Più di 13 miliardi di euro saranno presto spesi per comprare 90 cacciabombardieri F-35 e quasi 3 miliardi sono stati spesi per avviare il progetto e lo stabilimento all'interno dell'aeroporto militare di Cameri.
Ci sono poi le altre spese in armamenti:
più di 18 miliardi di euro per 121 caccia Eurofighter in previsione fino al 2018
4 miliardi di euro fino al 2018 per 100 elicotteri di trasporto tattico Nh-90,
1,39 miliardi di euro fino al 2016 per la nuova portaerei Cavour
1,5 miliardi di euro fino al 2015 per due fregate antiaeree della classe Orizzonte
5,68 miliardi di euro fino al 2019 per 10 fregate europee multimissione Fremm
1,885 miliardi di euro fino al 2016 per quattro sommergibili U-212
1,5 miliardi di euro fino al 2013 per 249 veicoli blindati medi Vbm 8x8 Freccia.
E' mostruoso pensare di creare sviluppo economico con la produzione di armi da parte di gruppi industriali come Finmeccanica mentre si tagliano le spese sociali.

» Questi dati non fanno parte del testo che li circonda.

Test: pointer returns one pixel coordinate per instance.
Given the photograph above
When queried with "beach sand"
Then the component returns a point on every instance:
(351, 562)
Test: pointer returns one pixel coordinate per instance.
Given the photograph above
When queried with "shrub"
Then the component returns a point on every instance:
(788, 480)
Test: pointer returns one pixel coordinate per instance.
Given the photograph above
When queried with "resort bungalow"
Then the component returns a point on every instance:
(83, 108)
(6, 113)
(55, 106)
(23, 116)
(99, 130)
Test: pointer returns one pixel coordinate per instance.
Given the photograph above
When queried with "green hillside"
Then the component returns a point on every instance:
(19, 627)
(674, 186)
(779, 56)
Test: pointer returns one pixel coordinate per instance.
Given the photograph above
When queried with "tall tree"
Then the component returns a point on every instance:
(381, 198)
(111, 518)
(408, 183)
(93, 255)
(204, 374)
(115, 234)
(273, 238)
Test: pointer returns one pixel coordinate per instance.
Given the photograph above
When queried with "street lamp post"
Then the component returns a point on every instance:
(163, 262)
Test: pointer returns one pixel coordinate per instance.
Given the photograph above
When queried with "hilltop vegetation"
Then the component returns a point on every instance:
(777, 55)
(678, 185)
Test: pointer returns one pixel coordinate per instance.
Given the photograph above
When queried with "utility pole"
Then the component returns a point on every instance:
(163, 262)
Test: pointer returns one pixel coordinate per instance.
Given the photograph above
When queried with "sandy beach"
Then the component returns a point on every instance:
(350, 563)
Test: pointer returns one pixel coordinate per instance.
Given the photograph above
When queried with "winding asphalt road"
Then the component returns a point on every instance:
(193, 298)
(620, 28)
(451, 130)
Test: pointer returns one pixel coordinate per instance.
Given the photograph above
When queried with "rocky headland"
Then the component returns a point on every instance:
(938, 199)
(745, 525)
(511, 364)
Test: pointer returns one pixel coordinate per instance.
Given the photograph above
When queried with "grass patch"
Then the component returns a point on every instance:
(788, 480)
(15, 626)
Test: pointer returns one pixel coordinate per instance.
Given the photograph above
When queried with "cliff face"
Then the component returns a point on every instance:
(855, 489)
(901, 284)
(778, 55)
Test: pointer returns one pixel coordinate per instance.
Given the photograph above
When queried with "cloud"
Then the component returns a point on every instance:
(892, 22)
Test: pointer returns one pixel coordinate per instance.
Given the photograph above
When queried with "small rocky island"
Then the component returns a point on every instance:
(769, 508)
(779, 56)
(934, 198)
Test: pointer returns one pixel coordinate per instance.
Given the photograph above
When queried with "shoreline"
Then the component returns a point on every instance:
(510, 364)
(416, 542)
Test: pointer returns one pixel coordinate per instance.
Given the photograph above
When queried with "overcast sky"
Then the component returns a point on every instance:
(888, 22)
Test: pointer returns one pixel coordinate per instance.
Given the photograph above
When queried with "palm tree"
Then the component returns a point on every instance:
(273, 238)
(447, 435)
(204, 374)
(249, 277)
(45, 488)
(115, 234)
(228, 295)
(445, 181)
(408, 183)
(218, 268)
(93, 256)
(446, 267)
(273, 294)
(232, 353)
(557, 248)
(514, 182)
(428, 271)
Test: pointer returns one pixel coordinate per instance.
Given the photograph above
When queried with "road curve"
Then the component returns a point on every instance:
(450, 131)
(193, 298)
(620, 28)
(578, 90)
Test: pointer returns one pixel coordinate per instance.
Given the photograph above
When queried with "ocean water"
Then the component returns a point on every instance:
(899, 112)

Non sarà risparmio strutturale, ma ridurre le spese per armamenti libererebbe risorse che sistematicamente ormai sono versate dai comuni ciittadini per fare fronte alle esigenze della finanza.
Si potrebbe pure, magari, aspettare ad investire 73 milioni per ristrutturare la sede Nato di Bruxelles.
Ma oltre la beffa, l'inganno.
Quale?
Tutto parte dall’aggiornamento del manuale di contabilità nazionale (sistema europeo dei conti SEC95) che entrerà in vigore nei paesi dell’Unione Europea dal 2014.
Le nuove direttive statistiche internazionali, con l’aggiornamento dei manuali a cui si attengono i sistemi nazionali di statistica in tutto il mondo, porteranno dal 2014 una sorpresa, cambiando i metodi di contabilizzazione delle spese militari.
Cacciabombardieri, corazzate, bombe, munizioni e tutte le armi distruttive vengono spostate nella contabilità del Pil, da un capitolo all’altro e nel passaggio, acquistano valore.
Così sale il Pil dei paesi più armati.
A essere “premiati”, con un salto in avanti del prodotto interno lordo, saranno soprattutto i paesi con maggior produzione di armamenti di tipo puramente offensivo.
Con i nuovi metodi di calcolo, tutti gli acquisti di sistemi d’arma e dei relativi sistemi di supporto, purché utilizzati per un periodo superiore a un anno, saranno contabilizzati come investimenti in beni durevoli: anche le munizioni, le bombe e i pezzi di ricambio vengono spostati dai consumi intermedi per essere collocate fra le scorte.
Lo spostamento da un capitolo all’altro non è di poco conto.
Appare evidente la sua implicazione simbolica e politica: i sistemi d’arma sono capitale fisso, che a tutti gli effetti contribuisce alla ricchezza e al benessere di un paese.
Il che ha una immediata traduzione concreta: chi spende di più in armi, aumenterà la propria ricchezza come aumenterà il volume di prodotto interno lordo.
La revisione statistica migliorerà come d’incanto i conti di molti paesi.
Per l’Italia, si tratterebbe di un aumento “contabile” del Pil di 800 milioni di euro.
Il tutto con l’aggiunta di una clausola di riservatezza dei dati: quelli militari saranno divulgati solo come valori aggregati – con scarso o nullo beneficio, dunque, per la comunità scientifica.
E' più che probabile che, tra poco più di un anno, assisteremo al doppio decollo dei chiacchierati cacciabombardieri F35 assieme a quello di un Pil inflazionato dalla spesa militare.
Nel frattempo, il Governo stanzia 223 milioni di euro per le scuole private, 690 milioni fino al 2015 per la TAV tra Torino e Lione, 420 milioni alla Sicilia in deroga al patto di stabilità, 159 milioni per ripianare il debito della sanità in Campania, disponendo di avanzi di cassa pari a 560 milioni del tesoretto di Montecitorio.